Having engaged the services of a designer who had previously done interiors for airplanes, the company found it was possible to do the conversion, although the job was made difficult because part of the hybrid technology is housed between the vehicle’s seats, which need to swivel to create a dining area.

“It took a year to realise we could do it but when we did we went full steam ahead with the project,” Mr Hayes said.

“Because it is hybrid you can cook with a hybrid battery, which means no gas needs to be connected for cooking.
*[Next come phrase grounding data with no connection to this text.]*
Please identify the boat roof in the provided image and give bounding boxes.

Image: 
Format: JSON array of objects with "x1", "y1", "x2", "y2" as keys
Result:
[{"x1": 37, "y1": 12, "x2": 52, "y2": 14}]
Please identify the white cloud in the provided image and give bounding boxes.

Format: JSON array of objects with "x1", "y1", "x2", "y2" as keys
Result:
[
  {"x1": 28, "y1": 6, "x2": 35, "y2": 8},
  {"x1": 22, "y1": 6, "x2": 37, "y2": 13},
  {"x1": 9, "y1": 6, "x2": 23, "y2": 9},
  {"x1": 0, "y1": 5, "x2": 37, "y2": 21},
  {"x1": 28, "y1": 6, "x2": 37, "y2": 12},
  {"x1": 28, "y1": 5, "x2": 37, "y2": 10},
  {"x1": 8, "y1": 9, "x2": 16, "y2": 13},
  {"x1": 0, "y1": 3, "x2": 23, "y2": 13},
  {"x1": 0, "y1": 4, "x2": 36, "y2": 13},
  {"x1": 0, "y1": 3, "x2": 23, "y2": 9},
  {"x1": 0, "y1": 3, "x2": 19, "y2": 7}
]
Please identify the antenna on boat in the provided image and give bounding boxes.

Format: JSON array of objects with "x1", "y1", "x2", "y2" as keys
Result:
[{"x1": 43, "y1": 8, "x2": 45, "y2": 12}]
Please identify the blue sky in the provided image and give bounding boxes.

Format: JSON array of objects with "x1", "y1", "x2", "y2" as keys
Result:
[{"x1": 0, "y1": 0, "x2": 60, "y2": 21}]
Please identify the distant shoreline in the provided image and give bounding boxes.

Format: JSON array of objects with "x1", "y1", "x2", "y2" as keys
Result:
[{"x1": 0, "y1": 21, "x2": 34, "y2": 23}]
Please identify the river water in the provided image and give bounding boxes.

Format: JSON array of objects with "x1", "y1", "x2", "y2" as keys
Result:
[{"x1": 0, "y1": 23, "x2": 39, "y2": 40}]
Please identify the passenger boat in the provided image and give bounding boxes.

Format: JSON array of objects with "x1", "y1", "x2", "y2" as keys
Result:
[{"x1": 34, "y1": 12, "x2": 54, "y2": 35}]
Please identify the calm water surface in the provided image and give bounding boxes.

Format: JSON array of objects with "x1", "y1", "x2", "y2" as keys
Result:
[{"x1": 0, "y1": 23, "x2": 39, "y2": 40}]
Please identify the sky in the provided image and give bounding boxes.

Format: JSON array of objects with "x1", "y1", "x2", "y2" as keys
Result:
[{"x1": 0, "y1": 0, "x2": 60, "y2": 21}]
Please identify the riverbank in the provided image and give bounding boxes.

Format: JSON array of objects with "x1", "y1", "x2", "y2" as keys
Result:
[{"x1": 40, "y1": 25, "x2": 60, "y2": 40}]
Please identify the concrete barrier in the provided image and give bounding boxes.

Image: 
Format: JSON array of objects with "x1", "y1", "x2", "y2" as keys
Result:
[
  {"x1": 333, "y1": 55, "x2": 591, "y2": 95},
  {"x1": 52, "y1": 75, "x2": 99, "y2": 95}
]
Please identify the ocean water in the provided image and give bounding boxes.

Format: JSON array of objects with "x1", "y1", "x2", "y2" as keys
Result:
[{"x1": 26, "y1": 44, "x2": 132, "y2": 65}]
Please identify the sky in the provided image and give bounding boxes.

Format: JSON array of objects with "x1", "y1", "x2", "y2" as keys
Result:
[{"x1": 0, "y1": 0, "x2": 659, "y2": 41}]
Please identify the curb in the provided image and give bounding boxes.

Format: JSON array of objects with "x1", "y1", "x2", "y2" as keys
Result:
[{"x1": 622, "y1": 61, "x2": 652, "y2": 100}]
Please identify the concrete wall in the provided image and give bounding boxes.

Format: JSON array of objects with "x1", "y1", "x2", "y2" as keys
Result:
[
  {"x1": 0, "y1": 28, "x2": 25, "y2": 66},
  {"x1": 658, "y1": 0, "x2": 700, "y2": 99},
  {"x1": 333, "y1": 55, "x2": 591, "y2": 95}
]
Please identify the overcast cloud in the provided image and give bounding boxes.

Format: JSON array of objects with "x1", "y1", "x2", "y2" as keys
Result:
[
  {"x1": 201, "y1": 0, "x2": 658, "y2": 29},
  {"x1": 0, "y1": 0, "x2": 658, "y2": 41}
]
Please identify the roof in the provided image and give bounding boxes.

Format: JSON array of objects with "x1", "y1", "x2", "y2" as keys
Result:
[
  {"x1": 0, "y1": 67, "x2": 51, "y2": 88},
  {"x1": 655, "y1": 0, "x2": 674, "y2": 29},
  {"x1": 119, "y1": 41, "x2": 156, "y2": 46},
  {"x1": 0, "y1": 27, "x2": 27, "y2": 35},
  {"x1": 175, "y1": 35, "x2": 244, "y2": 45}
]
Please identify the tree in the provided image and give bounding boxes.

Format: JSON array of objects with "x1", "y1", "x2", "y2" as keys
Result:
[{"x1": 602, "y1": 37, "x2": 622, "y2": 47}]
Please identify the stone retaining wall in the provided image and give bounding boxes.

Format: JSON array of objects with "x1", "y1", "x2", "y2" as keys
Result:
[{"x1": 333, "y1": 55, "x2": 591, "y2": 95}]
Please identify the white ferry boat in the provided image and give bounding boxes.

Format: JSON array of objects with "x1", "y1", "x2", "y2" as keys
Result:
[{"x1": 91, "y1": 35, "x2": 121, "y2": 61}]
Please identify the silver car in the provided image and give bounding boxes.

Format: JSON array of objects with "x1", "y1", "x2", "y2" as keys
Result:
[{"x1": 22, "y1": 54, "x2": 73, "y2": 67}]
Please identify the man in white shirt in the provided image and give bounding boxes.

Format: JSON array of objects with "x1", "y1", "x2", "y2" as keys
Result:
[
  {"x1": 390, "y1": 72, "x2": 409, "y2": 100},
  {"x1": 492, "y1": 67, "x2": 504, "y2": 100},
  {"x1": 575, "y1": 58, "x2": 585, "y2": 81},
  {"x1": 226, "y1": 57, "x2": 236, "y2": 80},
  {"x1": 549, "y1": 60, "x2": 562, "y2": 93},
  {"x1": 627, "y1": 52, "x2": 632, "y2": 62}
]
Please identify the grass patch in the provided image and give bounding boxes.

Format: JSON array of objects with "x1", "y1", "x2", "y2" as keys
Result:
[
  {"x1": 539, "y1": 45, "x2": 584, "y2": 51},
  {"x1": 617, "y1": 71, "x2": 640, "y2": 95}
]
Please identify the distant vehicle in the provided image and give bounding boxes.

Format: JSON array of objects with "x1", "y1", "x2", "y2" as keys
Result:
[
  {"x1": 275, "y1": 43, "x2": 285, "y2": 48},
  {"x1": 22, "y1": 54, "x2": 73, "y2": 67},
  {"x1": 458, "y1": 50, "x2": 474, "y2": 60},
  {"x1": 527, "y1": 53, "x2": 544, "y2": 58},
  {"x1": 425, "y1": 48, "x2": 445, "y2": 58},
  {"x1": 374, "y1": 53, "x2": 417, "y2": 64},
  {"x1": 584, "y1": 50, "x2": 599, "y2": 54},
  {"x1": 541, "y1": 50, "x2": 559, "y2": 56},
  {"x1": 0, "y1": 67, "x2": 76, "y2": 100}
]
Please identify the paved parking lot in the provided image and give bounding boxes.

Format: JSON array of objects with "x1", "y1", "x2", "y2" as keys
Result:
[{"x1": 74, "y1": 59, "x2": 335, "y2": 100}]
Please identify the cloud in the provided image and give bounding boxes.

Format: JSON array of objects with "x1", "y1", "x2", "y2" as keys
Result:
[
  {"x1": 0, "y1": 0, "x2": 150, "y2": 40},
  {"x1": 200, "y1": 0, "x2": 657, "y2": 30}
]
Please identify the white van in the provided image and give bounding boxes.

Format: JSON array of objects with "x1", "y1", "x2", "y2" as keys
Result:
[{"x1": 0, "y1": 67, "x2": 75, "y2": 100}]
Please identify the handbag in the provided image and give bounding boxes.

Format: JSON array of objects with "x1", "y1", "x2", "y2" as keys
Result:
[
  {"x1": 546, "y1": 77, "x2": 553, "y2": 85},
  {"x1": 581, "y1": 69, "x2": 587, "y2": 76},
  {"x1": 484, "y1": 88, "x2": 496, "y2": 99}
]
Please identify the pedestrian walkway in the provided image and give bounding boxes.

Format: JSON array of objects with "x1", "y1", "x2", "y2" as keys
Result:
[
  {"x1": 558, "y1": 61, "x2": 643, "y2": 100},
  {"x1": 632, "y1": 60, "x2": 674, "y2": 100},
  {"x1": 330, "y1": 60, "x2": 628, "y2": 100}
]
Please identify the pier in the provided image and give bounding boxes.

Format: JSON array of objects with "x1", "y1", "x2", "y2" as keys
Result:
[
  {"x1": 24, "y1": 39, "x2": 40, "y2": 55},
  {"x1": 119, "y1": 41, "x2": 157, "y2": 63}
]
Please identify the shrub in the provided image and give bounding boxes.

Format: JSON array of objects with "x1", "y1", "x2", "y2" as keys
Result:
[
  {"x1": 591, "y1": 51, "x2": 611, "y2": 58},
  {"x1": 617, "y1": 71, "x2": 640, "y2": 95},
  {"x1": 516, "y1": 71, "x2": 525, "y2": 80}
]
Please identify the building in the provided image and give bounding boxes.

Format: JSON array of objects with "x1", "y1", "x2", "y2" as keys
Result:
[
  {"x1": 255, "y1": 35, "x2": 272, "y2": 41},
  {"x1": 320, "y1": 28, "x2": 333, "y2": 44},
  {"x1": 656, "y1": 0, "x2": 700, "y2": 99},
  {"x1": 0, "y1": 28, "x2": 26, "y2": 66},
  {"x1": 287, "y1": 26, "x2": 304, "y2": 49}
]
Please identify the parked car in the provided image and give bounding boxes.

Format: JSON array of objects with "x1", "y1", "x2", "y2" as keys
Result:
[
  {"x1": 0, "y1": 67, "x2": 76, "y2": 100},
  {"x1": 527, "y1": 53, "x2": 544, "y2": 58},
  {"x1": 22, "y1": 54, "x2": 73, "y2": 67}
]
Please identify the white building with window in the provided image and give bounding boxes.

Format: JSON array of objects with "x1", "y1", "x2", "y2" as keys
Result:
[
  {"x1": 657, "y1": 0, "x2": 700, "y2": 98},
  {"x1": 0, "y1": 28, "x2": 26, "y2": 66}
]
Once you get rid of gas you free yourself from all the gas regulations and get rid of pipes so there’s much more space to deal with – we could completely redesign it.

“When we were in the middle of all this new LPG [liquefied petroleum gas] for cars came in, which has very low emissions, and we went from hybrid to tribrid.”

Having patented the technology, the business is now looking to expand, with plans to buy more machinery, take on more staff and move into servicing as well as selling and hiring out vehicles.

As a result it is expecting to see its turnover increase from £1 million to £3m within the next three years.

The deal with Ford will be crucial to this because transit vans, which are larger than the other vehicles Campers Scotland converts, will sell for around £50,000 once the eco-technology has been installed.

“At the moment our average retail price is about £15,000 to £20,000 and with hybrids that has moved up to around £25,000,” Mr Hayes said. “With the Transit van, even if we do the same number of vans we’ll see our turnover go up.”

This is vital, Mr Hayes said, because “the perennial problem for any business is getting funding.”

“To date we have not had any funding from any of the banks – they are simply not lending to businesses,” he said. “We were due to get funding for the hybrid project but it was withdrawn at the last minute because the Government’s Enterprise Finance Guarantee [provided through the British Business Bank] was withdrawn from the transport industry mid-application.

“We’ve been mostly self-funded, which has been extremely difficult – I’ve had to fund it myself and have dipped into my own pockets.”

The Scottish Government’s development agency Scottish Enterprise has become involved with the firm since it started the hybrid project, providing £30,000 of funding.